49 new Regin backdoor modules discovered
Since Symantec and Kaspersky Lab researchers presented their findings on the Regin backdoor late last year, there has been only one additional publicly revealed sighting of (a part of) the sophisticated espionage tool, and it pointed to the conclusion that the malware is wielded by the Five Eyes intelligence alliance.
The Regin backdoor has been used since at least 2008 to mount spying operations against government organizations, infrastructure operators, private sector businesses, but also researchers and private individuals, mostly in the Russian Federation and Saudi Arabia, but also in Mexico, Ireland, India, Iran, Belgium, Afghanistan and Pakistan.
The malware is not used to collect specific information – it is used for the collection of various types data and the continuous monitoring of targeted organizations or individuals.
“Regin is a five-stage threat, with each stage loading and decrypting the next one. The malware is modular in structure, which allows its controllers to add and remove specific features depending on the target,” Symantec researchers explain. “Some Regin modules control basic functions of the malware, such as networking or handling Regin’s encrypted virtual file system (EVFS). Other modules act as payloads, dictating the functionality of each Regin infection.”
Since their initial report on the backdoor in 2014, they still haven’t obtained the initial dropper, but they have discovered 49 new modules (the total number has now reached 75), which provide a wide variety of spying, exfiltration, forensics, transport, filtering, and cryptographic capabilities.
The malware uses six transport protocols for communication and data exfiltration: CMP, UDP, TCP, HTTP Cookies, SSL, and SMB. The communication traffic to the C&C servers is relayed through a network of Regin-infected computers.
“Regin’s P2P communications capability sees each Regin infection assigned a virtual IP address, forming a virtual private network (VPN) on top of the physical network of the infected computer.

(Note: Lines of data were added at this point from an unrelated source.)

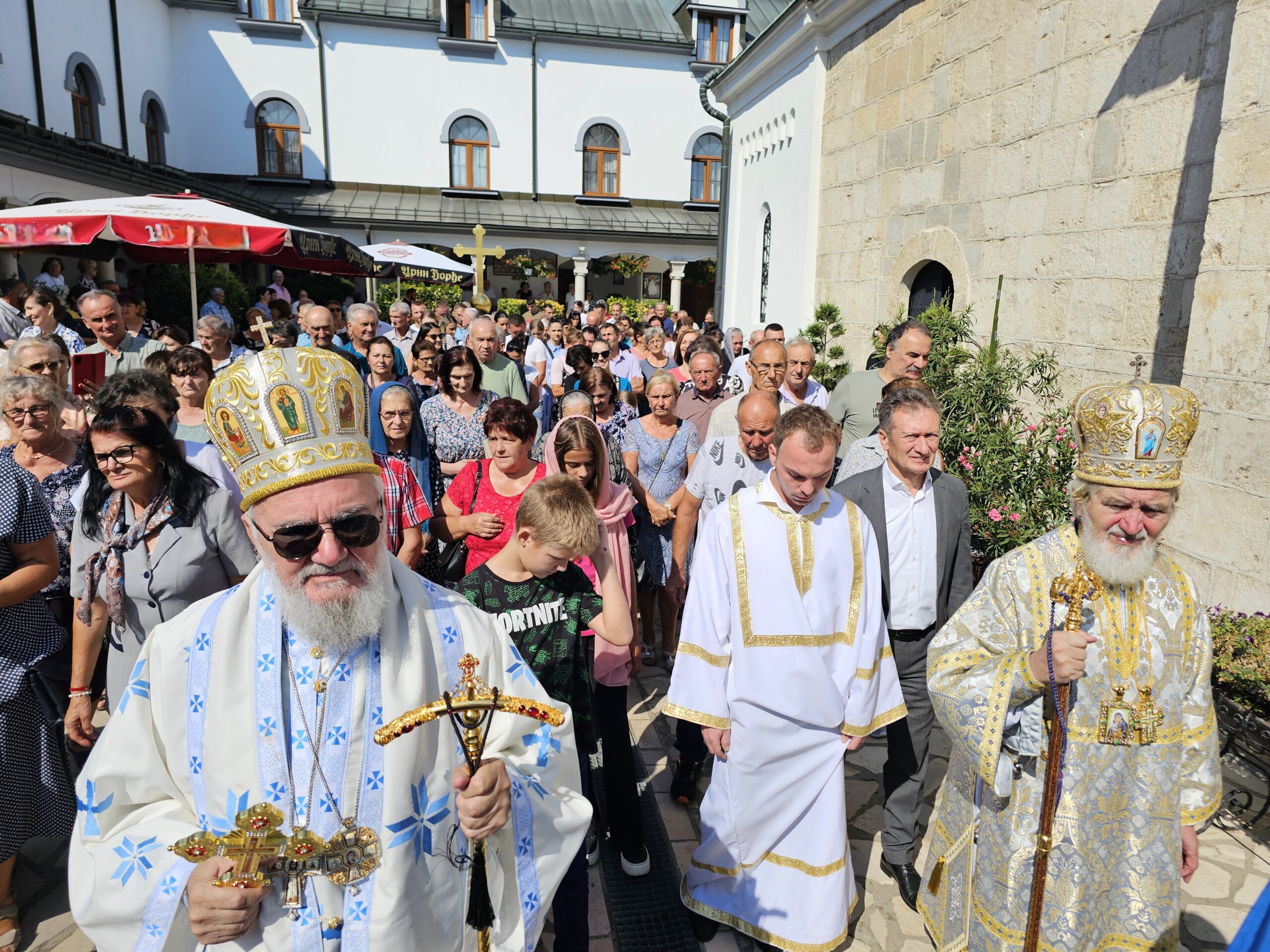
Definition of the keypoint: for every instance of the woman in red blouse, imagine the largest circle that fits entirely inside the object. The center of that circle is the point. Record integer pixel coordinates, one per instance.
(488, 521)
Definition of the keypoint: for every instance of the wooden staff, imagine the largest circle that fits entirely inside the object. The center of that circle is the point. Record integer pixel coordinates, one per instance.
(1071, 590)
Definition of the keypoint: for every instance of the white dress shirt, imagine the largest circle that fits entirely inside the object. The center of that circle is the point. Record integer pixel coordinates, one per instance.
(911, 551)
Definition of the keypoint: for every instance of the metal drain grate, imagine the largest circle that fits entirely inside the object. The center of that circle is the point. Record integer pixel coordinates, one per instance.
(645, 912)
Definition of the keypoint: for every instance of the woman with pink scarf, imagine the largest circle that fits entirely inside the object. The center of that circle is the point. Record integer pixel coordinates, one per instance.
(577, 448)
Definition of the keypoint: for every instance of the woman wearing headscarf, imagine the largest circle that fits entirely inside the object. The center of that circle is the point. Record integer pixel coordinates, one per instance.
(402, 451)
(577, 448)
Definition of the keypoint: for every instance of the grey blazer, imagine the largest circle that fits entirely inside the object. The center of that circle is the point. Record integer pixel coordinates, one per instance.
(952, 535)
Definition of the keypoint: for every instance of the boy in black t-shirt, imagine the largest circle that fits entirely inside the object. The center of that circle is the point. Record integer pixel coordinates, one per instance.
(543, 603)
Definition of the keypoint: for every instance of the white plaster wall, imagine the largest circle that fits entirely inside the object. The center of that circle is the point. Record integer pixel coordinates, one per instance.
(775, 164)
(17, 89)
(67, 27)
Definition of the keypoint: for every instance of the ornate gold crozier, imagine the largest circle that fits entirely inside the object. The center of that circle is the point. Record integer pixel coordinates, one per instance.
(480, 301)
(1072, 590)
(470, 714)
(257, 838)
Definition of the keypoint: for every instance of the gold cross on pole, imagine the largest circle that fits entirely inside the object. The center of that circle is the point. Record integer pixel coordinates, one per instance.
(479, 257)
(261, 327)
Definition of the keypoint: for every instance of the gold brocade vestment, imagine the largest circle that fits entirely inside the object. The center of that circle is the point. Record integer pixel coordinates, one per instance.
(1114, 870)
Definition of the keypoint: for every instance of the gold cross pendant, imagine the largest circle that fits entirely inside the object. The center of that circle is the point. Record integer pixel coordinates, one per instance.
(1146, 717)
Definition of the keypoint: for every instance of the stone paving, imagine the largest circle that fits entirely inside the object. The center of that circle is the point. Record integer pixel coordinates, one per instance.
(1234, 865)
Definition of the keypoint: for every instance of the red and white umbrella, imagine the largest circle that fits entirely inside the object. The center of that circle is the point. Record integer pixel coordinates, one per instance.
(173, 229)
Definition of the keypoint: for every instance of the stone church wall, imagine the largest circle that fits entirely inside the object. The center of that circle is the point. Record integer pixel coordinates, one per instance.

This P2P capability allows the attackers to maintain deep access to critical assets within compromised organizations and mask core infrastructure belonging to the group,” the researchers pointed out, and explained that traffic between nodes can be configured to match expected protocols based on where the nodes are placed on a network, adding a further degree of stealth to communications.

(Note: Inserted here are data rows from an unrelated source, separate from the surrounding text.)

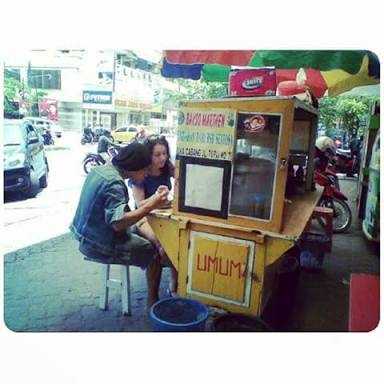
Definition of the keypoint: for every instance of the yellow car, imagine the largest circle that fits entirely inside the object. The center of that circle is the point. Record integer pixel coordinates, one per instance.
(124, 134)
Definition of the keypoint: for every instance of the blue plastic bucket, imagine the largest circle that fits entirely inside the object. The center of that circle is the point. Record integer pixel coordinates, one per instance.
(177, 314)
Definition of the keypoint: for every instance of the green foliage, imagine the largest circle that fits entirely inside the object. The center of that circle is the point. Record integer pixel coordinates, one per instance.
(16, 91)
(344, 114)
(193, 90)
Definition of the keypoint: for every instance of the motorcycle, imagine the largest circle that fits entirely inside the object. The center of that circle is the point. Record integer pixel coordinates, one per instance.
(345, 162)
(87, 138)
(92, 160)
(333, 198)
(47, 137)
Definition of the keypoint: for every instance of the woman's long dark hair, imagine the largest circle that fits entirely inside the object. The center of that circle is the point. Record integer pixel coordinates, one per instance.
(150, 143)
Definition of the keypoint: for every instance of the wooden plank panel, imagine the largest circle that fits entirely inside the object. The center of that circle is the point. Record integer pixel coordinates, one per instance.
(167, 232)
(183, 262)
(298, 211)
(204, 264)
(230, 274)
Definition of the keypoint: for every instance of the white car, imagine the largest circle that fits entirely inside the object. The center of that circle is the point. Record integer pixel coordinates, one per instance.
(41, 124)
(56, 129)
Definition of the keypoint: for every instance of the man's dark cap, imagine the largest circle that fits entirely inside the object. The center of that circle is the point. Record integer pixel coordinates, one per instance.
(133, 157)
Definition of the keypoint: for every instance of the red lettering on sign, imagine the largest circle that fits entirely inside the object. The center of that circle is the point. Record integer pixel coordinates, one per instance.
(227, 268)
(199, 268)
(212, 261)
(235, 265)
(205, 120)
(222, 267)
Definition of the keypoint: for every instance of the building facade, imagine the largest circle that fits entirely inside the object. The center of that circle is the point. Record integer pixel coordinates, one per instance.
(94, 87)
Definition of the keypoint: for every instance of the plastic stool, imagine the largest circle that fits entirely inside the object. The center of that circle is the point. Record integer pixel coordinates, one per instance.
(123, 284)
(106, 282)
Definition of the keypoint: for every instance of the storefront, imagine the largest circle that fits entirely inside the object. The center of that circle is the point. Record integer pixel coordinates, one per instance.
(131, 112)
(98, 109)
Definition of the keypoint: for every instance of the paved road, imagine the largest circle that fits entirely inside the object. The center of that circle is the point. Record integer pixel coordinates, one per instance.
(30, 221)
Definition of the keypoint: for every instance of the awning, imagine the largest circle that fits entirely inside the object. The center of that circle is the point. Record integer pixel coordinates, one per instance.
(332, 71)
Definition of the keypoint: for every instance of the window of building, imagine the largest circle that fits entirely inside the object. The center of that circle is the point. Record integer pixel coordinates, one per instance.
(44, 79)
(12, 73)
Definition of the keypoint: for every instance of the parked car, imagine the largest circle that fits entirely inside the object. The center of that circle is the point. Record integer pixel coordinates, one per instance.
(56, 129)
(42, 124)
(124, 134)
(25, 163)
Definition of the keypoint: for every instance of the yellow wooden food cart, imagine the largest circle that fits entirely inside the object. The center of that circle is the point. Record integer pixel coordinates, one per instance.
(243, 195)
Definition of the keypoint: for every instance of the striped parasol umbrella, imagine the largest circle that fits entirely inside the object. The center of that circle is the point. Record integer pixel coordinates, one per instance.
(327, 72)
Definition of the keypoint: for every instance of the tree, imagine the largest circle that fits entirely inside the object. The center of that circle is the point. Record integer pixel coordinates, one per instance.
(193, 90)
(344, 114)
(16, 93)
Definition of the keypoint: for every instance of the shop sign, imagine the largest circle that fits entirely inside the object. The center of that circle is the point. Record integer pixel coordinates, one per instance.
(131, 104)
(97, 97)
(208, 134)
(48, 108)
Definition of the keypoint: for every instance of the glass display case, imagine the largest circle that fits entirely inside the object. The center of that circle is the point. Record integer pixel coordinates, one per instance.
(255, 164)
(240, 159)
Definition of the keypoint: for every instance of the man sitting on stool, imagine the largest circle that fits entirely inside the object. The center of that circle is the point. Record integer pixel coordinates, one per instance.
(105, 226)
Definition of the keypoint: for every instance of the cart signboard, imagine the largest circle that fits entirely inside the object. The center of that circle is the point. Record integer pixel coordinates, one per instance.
(207, 134)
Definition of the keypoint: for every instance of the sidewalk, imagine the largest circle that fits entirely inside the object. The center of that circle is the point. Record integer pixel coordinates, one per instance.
(49, 287)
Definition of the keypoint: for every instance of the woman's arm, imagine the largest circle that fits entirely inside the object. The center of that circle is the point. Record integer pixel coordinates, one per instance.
(139, 195)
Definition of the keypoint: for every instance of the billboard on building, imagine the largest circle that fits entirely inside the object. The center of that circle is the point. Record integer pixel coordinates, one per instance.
(48, 108)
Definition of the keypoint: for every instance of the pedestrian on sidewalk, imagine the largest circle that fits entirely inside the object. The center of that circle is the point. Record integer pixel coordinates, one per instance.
(104, 225)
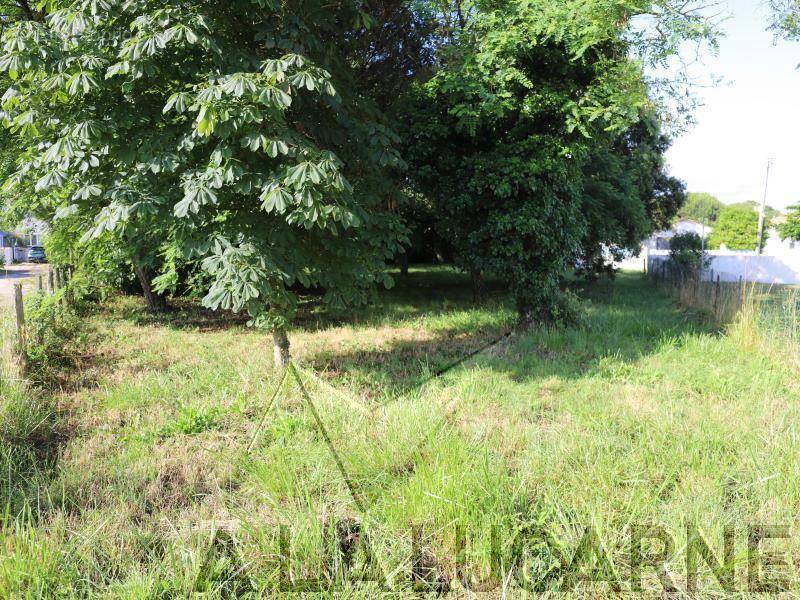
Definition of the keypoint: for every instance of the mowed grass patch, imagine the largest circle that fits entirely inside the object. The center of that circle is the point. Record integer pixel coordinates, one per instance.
(643, 417)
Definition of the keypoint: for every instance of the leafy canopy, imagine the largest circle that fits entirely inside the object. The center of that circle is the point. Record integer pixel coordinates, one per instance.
(737, 228)
(223, 132)
(791, 228)
(701, 207)
(526, 95)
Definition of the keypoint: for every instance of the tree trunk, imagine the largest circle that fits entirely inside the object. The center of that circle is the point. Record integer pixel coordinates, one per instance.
(404, 264)
(525, 316)
(280, 344)
(153, 301)
(478, 285)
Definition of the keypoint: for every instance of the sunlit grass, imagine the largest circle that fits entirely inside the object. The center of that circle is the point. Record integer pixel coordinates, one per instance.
(648, 415)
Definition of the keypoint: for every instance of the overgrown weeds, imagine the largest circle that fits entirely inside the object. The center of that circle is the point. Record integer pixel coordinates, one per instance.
(487, 477)
(56, 338)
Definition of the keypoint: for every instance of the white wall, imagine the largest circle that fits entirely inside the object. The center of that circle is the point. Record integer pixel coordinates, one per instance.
(730, 265)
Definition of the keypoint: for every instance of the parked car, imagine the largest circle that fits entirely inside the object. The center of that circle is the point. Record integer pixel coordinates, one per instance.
(36, 254)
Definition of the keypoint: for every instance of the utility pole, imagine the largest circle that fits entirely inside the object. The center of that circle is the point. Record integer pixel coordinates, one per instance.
(761, 212)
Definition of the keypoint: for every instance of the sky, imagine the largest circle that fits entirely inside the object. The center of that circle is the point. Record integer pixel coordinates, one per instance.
(750, 116)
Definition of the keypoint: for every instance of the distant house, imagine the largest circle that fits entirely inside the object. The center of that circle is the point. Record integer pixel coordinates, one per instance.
(661, 239)
(7, 243)
(14, 245)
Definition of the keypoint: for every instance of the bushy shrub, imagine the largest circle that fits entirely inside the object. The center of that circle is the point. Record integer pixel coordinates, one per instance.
(56, 338)
(687, 254)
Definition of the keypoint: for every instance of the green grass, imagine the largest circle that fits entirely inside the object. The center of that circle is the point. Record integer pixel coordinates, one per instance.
(646, 416)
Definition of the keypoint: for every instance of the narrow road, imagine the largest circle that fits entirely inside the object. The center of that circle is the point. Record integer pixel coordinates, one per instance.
(25, 273)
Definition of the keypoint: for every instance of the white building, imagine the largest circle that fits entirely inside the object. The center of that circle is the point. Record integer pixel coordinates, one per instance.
(661, 239)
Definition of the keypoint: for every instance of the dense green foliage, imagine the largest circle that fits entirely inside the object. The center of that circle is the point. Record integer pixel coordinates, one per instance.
(228, 133)
(786, 18)
(532, 143)
(247, 148)
(626, 195)
(791, 228)
(687, 253)
(736, 228)
(701, 207)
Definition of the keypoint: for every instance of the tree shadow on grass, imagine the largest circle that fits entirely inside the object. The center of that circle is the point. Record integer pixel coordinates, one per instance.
(626, 320)
(426, 291)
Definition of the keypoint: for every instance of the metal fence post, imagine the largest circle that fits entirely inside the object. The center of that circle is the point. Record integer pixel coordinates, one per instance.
(19, 312)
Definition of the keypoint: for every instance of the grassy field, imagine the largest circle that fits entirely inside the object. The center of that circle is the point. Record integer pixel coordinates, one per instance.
(426, 477)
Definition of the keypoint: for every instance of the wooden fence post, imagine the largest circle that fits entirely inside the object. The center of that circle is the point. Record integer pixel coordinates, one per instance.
(19, 312)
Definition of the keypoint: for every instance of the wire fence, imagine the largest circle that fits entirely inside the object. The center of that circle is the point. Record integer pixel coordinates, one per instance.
(724, 296)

Despite the fact that the researchers haven’t managed to get their hands on newer versions of the malware, they say it’s unlikely that the group using it has stopped developing it.
It’s also unlikely that the group has ceased operations.
“Its track record and available resources mean it is probable that the group will re-equip itself with a new threat or upgrade Regin in a bid to evade detection. The latter is the most likely course of action, given the time it would take to develop an equally capable malware framework from scratch,” the researchers noted.
On the other hand, it’s also possible that they have been working on another attack framework for years now, getting it ready to replace Regin as soon as its exposure makes it too dangerous and ineffective to use.